Here is the original table:
AddressKey | FeatureName | FeatureDescription |
---|---|---|
11101 | Groups | AG WAREHOUSE |
11101 | National Groups | AG WAREHOUSE |
5528 | National Groups | AIRR |
5528 | Groups | AUSTRALIAN INDEPENDENT RURAL RESELLERS |
Here is the SQL query:
SELECT *
FROM
(SELECT AddressKey, FeatureName, FeatureDescription
FROM radp_dev_cat.rdp_svr_sales.vw_customerfeatures) src
PIVOT (
max(FeatureDescription)
FOR FeatureName IN (
'Carcasspricecategory' AS Carcasspricecategory,
'Channel' AS Channel,
'Class' AS Class,
'Contractor' AS Contractor,
'DebtorCategory' AS DebtorCategory,
'DomesticCustTradingasExport' AS DomesticCustTradingasExport,
'FarmingOperations' AS FarmingOperations,
'FarmingProductionType' AS FarmingProductionType,
'FeatureName' AS FeatureName,
'FMInternalRegions' AS FMInternalRegions,
'Groups' AS Groups,
'MillITSupplierType' AS MillITSupplierType,
'NationalGroups' AS NationalGroups,
'PaymentMethod' AS PaymentMethod,
'PurchaseGroup' AS PurchaseGroup,
'RegisteredforGST' AS RegisteredforGST,
'SalesGroup' AS SalesGroup,
'SiteBaxters' AS SiteBaxters,
'SiteCorowaMeats' AS SiteCorowaMeats,
'SiteDVP' AS SiteDVP,
'SiteFeedmill' AS SiteFeedmill,
'SiteNSWWholesale' AS SiteNSWWholesale,
'Type' AS Type
)
);
The result:
AddressKey | Carcass price category | Channel | Class | Contractor | Debtor Category | Domestic Cust Trading as Export | FM Internal Regions | Farming Operations | Farming Production Type | Payment Method | Purchase Group | Registered for GST | Sales Group | Site Baxters | Site Corowa Meats | Site DVP | Site Feedmill | Site NSW Wholesale | Type |
---|---|---|---|---|---|---|---|---|---|---|---|---|---|---|---|---|---|---|---|
9 | null | null | null | null | null | null | null | null | null | null | null | null | null | null | null | null | null | null | null |
24 | null | null | null | null | null | null | null | null | null | null | null | null | null | null | null | null | null | null | null |
1000 | null | null | null | null | null | null | null | null | null | null | null | null | null | null | null | null | null | null | null |
All null values for all columns across the table.
I tried using any
, first
, max
, etc. for the aggregate function. Same result.

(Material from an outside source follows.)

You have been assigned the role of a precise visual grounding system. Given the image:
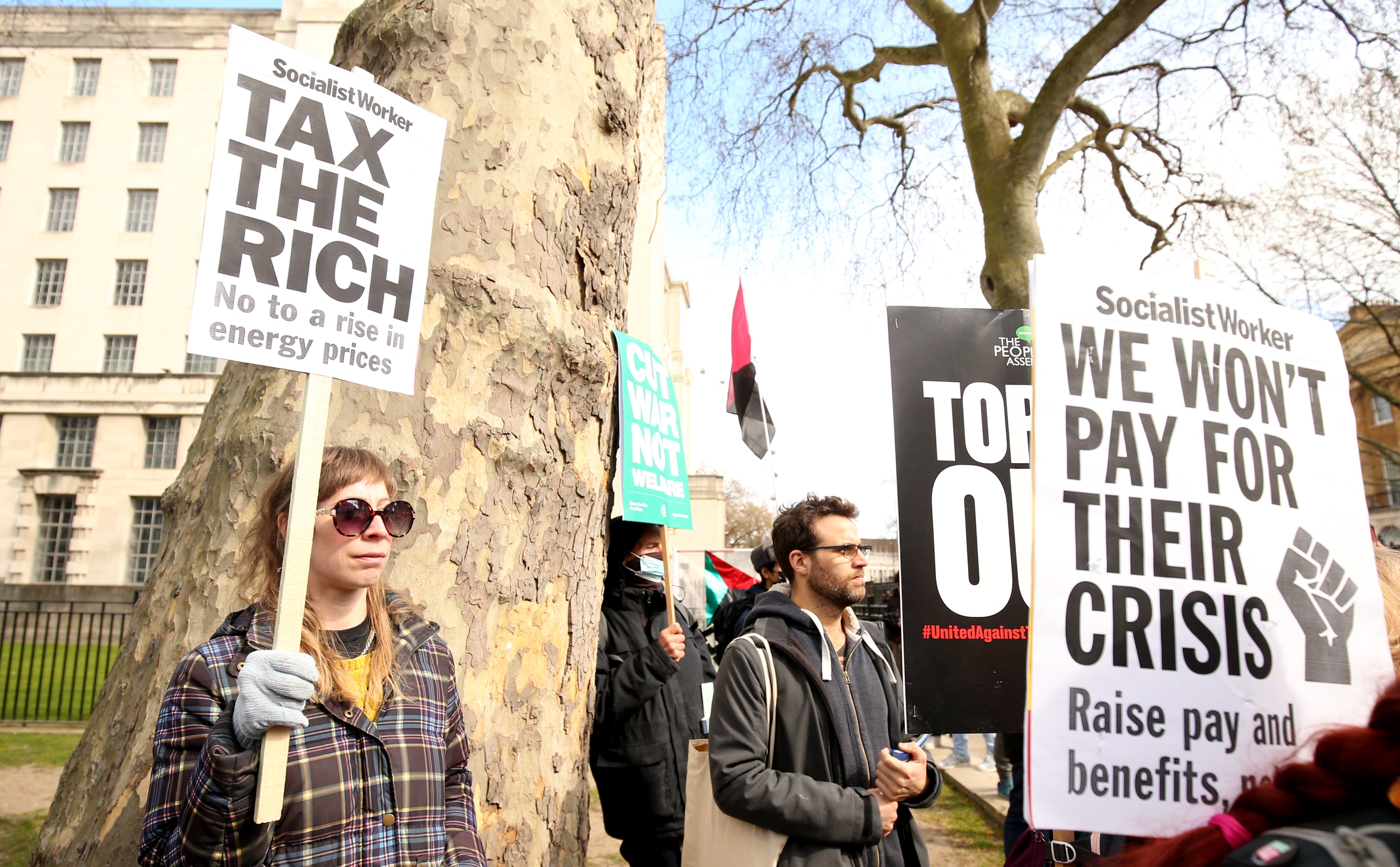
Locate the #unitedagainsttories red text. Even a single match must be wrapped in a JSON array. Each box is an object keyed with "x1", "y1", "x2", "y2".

But it works why I do the same thing using Python:
%python
import pandas as pd
df = spark.sql('SELECT * FROM radp_dev_cat.rdp_svr_sales.vw_customerfeatures')
df_pivot = df.groupBy('AddressKey').pivot('FeatureName').agg({"FeatureDescription": "first"}).toPandas()
df_pivot
AddressKey | Carcass price category | Channel | Class | Contractor | Debtor Category | Domestic Cust Trading as Export | FM Internal Regions | Farming Operations | Farming Production Type | Payment Method | Purchase Group | Registered for GST | Sales Group | Site Baxters | Site Corowa Meats | Site DVP | Site Feedmill | Site NSW Wholesale | Type |
---|---|---|---|---|---|---|---|---|---|---|---|---|---|---|---|---|---|---|---|
9 | None | MEAT WHOLESALE | MEAT | None | None | None | None | None | None | EFT | GRAIN GROWERS | No | None | No | No | No | Yes | No | BUTCHER |
24 | None | RETAIL | MEAT | None | None | None | None | None | None | EFT | None | None | None | None | None | None | None | None | BUTCHER |
Why does this happen? Is something wrong with my SQL query?
Thanks.